American political parties, nowhere mentioned in the Constitution, developed early and grew rapidly. They functioned to recruit, campaign, and elect the personnel of governance. One was a conservative party, to guard with obstinance, a status quo that was working; the other was a liberal party seeking to correct flaws and injustices by altering the status quo. Both are necessary and both were dedicated to the welfare of the nation at large, and produced it by civil compromise.
Then Republican Newt Gingrich replaced the party's objective of serving the nation with a scorched-earth strategy serving the party alone. Winning elections was paramount. Republicans Karl Rove and Richard Cheney continued the attack, adopting conscientious lying as the weapon of choice—which took the nation into an endless, fraudulent war on terrorism. Donald Trump outdid the liars in the Bush Administration by orders of magnitude, completing a march to fascism with demagoguery to match Hitler's—in four years of continuous political rallies—ending on January 8, 2020.
The Republican Party no longer provides a productive countervailing tension in fashioning public policy, but only reflexive obstructionism. It has collapsed the party system workaround and has nearly paralyzed federal governance.
Our final innovation was the institution of interest group pluralism and lobbying, a structure and a process for seeking redress. Citizen groups for decades organized and lobbied for legislation that served the nation well. The momentum toward universal suffrage was powered this way; so were the many programs of social and economic justice, environmental protection, public education, and stuttering progress toward universal healthcare.
The Republican Party has overpowered this workaround as well—with corporate money. The Republicans have always been the champions of corporate America. Today the Party has become its agents, having enabled corporations to flood political campaigning with overpowering quantities of money, and to overwhelm the arena of lobbying. Corporate campaign funding has transformed legislators into indentured servants, sympathetic to corporate lobbyists.

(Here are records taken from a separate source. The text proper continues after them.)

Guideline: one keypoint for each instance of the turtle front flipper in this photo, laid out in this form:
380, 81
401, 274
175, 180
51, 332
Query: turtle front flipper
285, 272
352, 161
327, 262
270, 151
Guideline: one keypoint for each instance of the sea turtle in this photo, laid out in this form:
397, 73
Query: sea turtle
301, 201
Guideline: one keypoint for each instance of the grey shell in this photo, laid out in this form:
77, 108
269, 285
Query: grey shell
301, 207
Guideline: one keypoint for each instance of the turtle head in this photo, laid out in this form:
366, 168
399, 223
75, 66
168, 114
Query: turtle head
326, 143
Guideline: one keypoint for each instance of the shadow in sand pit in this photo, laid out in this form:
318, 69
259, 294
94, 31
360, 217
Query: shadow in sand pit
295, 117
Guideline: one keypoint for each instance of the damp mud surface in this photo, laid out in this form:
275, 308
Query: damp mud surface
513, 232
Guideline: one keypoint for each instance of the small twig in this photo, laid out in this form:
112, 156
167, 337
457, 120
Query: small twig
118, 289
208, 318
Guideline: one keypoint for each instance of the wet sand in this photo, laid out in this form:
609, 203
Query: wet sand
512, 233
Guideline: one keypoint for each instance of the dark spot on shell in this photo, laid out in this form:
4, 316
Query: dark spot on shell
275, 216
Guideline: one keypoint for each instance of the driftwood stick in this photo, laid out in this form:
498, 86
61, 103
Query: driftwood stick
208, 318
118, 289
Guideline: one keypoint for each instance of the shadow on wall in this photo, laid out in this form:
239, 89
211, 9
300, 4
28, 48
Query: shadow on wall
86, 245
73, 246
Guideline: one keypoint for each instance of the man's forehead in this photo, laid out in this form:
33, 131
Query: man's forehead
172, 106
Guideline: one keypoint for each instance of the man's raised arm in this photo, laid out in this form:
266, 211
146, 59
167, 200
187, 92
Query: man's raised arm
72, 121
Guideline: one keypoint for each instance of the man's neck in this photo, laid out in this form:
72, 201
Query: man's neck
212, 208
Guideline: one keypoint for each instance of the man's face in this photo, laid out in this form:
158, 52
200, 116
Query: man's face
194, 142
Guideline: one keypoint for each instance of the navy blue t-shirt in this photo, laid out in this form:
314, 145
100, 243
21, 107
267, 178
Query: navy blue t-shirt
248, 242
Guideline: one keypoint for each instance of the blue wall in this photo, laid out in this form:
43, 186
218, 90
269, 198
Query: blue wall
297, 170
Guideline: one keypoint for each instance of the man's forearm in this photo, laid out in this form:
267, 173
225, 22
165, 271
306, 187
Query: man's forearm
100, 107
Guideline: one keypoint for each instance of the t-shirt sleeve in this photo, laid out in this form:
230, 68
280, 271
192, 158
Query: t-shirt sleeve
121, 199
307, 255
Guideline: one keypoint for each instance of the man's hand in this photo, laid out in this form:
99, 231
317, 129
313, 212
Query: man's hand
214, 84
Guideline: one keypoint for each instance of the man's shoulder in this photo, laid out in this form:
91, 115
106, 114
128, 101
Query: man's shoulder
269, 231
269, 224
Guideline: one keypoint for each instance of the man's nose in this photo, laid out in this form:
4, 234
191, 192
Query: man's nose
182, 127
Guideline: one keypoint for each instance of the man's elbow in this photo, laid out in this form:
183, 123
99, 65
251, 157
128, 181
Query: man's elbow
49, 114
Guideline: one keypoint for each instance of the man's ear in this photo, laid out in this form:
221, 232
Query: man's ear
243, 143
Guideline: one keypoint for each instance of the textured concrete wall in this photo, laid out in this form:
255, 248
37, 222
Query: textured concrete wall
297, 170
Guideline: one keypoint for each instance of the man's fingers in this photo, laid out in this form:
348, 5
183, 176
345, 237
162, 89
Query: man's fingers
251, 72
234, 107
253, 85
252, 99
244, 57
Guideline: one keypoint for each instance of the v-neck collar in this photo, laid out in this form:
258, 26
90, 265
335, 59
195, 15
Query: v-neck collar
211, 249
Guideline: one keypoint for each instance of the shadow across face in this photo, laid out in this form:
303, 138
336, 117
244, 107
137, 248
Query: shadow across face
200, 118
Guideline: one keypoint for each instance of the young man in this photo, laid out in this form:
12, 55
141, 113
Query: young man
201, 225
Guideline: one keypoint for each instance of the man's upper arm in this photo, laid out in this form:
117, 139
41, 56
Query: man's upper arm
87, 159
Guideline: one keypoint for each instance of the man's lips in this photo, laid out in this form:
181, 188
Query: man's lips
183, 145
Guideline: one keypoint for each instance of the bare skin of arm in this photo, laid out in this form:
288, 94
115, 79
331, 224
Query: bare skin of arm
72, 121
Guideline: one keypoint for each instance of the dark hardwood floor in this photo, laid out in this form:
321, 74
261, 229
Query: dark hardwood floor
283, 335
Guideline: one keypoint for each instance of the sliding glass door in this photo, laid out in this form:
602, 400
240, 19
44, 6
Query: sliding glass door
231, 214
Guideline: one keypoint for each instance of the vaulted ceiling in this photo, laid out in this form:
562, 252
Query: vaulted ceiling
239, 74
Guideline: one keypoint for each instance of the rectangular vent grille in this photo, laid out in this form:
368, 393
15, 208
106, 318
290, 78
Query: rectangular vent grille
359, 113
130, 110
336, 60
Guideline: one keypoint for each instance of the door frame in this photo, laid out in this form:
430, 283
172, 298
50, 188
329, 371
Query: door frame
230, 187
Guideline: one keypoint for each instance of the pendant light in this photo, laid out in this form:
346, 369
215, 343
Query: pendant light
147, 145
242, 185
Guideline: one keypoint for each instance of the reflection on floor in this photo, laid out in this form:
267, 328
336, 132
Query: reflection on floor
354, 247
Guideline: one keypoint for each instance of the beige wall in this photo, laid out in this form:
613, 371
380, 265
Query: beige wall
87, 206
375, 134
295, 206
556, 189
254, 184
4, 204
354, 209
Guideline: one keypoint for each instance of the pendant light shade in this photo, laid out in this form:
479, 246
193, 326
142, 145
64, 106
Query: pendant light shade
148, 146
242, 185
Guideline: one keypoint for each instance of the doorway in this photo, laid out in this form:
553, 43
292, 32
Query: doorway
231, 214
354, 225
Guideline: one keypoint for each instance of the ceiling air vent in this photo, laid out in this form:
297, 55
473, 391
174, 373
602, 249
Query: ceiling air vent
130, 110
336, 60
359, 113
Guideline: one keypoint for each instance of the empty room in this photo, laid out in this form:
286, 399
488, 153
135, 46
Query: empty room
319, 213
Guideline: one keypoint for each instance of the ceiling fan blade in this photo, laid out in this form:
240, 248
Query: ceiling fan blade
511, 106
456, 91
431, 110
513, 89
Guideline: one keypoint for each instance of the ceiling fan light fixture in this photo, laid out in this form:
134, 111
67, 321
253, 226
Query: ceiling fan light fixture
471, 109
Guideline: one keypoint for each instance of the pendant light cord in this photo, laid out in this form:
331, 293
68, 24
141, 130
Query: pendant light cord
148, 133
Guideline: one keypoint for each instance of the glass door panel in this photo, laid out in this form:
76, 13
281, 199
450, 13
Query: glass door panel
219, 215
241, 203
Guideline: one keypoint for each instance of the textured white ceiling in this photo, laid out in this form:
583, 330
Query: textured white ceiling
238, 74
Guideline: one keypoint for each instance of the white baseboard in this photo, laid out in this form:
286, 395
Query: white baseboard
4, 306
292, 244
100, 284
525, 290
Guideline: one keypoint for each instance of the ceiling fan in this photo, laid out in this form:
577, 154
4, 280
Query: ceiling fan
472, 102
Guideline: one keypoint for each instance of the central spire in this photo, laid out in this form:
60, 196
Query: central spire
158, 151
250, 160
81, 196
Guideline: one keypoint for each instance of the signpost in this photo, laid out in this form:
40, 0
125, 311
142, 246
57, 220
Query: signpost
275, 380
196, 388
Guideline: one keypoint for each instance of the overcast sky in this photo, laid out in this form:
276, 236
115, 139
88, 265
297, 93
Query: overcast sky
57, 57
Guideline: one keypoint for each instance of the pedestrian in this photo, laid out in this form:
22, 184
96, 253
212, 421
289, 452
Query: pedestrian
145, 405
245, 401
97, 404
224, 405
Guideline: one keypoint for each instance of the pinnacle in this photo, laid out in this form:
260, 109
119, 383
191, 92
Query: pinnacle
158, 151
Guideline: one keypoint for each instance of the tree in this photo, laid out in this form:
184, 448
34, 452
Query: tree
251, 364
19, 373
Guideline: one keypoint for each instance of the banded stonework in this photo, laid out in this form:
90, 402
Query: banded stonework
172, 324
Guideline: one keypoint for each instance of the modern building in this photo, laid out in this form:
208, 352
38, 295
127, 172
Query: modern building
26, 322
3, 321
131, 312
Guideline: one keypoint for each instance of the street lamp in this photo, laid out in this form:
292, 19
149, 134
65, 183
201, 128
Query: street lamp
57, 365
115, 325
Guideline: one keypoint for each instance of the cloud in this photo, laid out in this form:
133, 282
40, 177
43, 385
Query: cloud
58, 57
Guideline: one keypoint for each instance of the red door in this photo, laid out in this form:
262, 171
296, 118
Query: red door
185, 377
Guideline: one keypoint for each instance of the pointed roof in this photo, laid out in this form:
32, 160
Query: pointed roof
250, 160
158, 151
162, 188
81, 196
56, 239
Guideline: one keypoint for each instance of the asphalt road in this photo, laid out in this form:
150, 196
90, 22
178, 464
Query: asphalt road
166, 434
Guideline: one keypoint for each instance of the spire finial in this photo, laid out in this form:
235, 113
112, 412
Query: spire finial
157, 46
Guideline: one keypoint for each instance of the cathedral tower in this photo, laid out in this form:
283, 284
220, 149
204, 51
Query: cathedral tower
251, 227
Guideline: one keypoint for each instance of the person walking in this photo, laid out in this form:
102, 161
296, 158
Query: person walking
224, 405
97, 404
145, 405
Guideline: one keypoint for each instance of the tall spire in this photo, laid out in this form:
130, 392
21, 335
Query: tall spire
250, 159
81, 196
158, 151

This was accomplished gradually, by Republican Supreme Courts reducing and finally eliminating restrictions on corporate campaign financing. Beginning in the late 1970's with Buckley v. Valeo and culminating with Citizens United v. FEC in 2010 our makeshift democracy was transformed by a tsunami of money—from corporate sources and a cohort of obscenely wealthy individuals.
Political science researchers recently studied the paths of 2,000 bills working through the legislative process. "Elite interests" and corporate lobbies, their research showed, had substantial independent impacts on passing the bills into law, and citizen groups had little or none.
This is a measure of the Republican Party's success: our democracy, fragile and vulnerable, has been transformed into an oligarchy of corporations and billionaires.
It can be reclaimed, but only by reversing every Republican outrage. We must restore and expand voting rights, resuscitate or create a responsible countervailing political party, and rid the election process of corporate financing.
The midterm election is the place to begin.